Nombreuses sont les entreprises à s’éveiller davantage à l’importance de la durabilité. C’est toutefois un aspect à double tranchant pour les multinationales, comme le souligne Caroline Eber-Ittel. Les consommateurs issus de la classe moyenne des marchés dynamiques sont jeunes, et davantage sensibles aux incidences environnementales et aux questions de santé. Autant de caractéristiques qui structurent leurs modes de consommation. « Les consommateurs privilégient les marques et produits locaux en raison de leur empreinte carbone réduite », analyse Caroline Eber-Ittel. « Par ailleurs, les entreprises sont confrontées à une pression réglementaire croissante à adopter des pratiques ESG, soutenues par des acteurs internationaux qui promeuvent des chaînes d’approvisionnement durables. »
Les entreprises de l’industrie des biens de consommation doivent tenir compte de ces tendances mondiales et régionales tout en composant avec les nuances inhérentes à chaque marché. En effet, les préférences culturelles, les canaux de distribution, les pratiques locales et le poids réglementaire peuvent varier considérablement.
La force des partenariats
À mesure que ces entreprises du secteur des biens de consommation relèvent les défis, elles auront besoin d’être accompagnées par toute une série de partenaires et parties prenantes.
Les décideurs politiques sur les marchés dynamiques, par exemple, joueront un rôle clé dans le développement du secteur. Les investissements dans les infrastructures de transport et d’énergie permettront pour leur part la circulation efficace des biens. De plus, une infrastructure numérique de pointe dopera l’e-commerce et la gestion des chaînes d’approvisionnement. « Les décideurs politiques doivent également améliorer la formation et l’apprentissage », ajoute Caroline Eber-Ittel. « Les entreprises de ces marchés pourront ainsi compter sur des travailleurs qualifiés directement sur le terrain. »
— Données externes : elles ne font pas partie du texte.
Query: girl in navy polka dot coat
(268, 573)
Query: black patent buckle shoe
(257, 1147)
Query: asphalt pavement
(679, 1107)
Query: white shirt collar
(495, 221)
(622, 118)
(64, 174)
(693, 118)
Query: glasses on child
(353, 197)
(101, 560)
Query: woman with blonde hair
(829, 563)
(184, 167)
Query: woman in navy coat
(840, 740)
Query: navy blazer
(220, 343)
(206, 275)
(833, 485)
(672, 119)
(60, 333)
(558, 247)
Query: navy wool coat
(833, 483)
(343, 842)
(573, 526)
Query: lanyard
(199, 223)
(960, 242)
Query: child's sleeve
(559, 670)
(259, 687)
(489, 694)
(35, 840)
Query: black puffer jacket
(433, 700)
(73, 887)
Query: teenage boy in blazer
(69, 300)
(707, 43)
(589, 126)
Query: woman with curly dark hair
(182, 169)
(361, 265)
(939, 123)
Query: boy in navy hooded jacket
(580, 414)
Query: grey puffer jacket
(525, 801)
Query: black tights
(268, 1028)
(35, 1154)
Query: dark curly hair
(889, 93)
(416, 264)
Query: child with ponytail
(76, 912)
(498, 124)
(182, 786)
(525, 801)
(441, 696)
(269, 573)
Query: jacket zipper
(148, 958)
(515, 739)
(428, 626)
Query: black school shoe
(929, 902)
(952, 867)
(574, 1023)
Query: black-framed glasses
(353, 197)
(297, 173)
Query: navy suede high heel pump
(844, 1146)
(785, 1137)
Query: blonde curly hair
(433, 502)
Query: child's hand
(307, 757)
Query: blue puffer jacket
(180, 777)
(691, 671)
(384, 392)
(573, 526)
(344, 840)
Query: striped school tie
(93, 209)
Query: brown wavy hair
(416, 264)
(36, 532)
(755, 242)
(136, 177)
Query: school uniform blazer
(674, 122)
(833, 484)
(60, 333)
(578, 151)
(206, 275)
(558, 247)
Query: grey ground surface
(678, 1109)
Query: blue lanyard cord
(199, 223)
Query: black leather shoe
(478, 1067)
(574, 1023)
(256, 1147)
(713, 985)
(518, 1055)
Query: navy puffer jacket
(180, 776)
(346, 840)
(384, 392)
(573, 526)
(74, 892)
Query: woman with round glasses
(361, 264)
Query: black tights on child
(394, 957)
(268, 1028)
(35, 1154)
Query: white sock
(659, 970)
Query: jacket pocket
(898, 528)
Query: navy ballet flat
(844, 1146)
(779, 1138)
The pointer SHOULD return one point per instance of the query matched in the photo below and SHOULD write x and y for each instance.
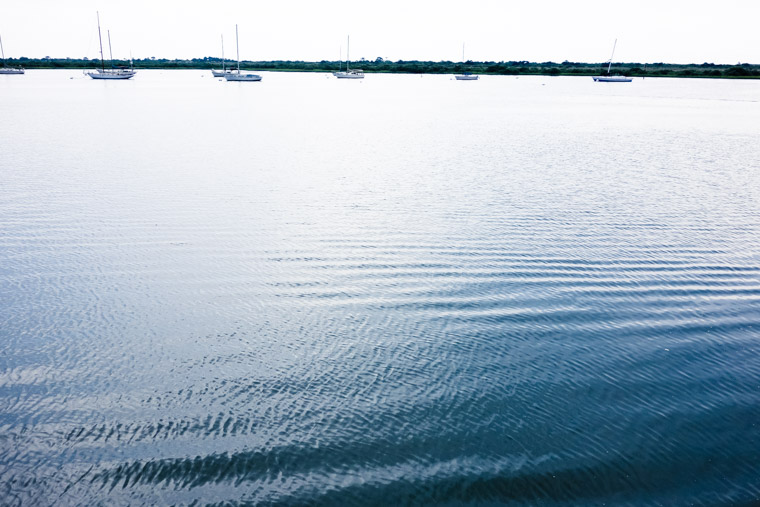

Toujours selon la CEO de Standard Chartered, les partenaires financiers des entreprises représentent un autre acteur incontournable : « Les banques ont un rôle déterminant à jouer en matière de gestion des risques. Par exemple, les stratégies de couverture peuvent permettre aux entreprises de gérer la volatilité des changes. Par ailleurs, des outils de tarification dynamique peuvent leur ouvrir des possibilités d’optimisation des coûts. »
Les entreprises du secteur des biens de consommation souhaitant se développer sur ces marchés peuvent aussi avoir besoin de services financiers sur mesure. L’accès au financement est un enjeu stratégique pour les petites et moyennes entreprises en particulier. « Nous avons la ferme intention de promouvoir l’inclusion financière afin de soutenir les petites et moyennes capitalisations », insiste Caroline Eber-Ittel. « C’est précisément sur cet aspect que nous pouvons créer de la valeur, grâce à l’étendue de notre réseau et à notre engagement en faveur de la promotion des opportunités économiques ».
Les entreprises des biens de consommation sur les marchés dynamiques connaissent une forte croissance, et c’est une formidable opportunité pour les établissements financiers. Cependant, la réussite sera tributaire de partenariats stratégiques qui apporteront à la fois le juste soutien financier et la fine compréhension des dynamiques locales. Grâce à une solide collaboration entre les entreprises, les établissements financiers et les acteurs politiques, l’industrie des biens de consommation dans les marchés dynamiques sera en excellente position pour exploiter tout son potentiel.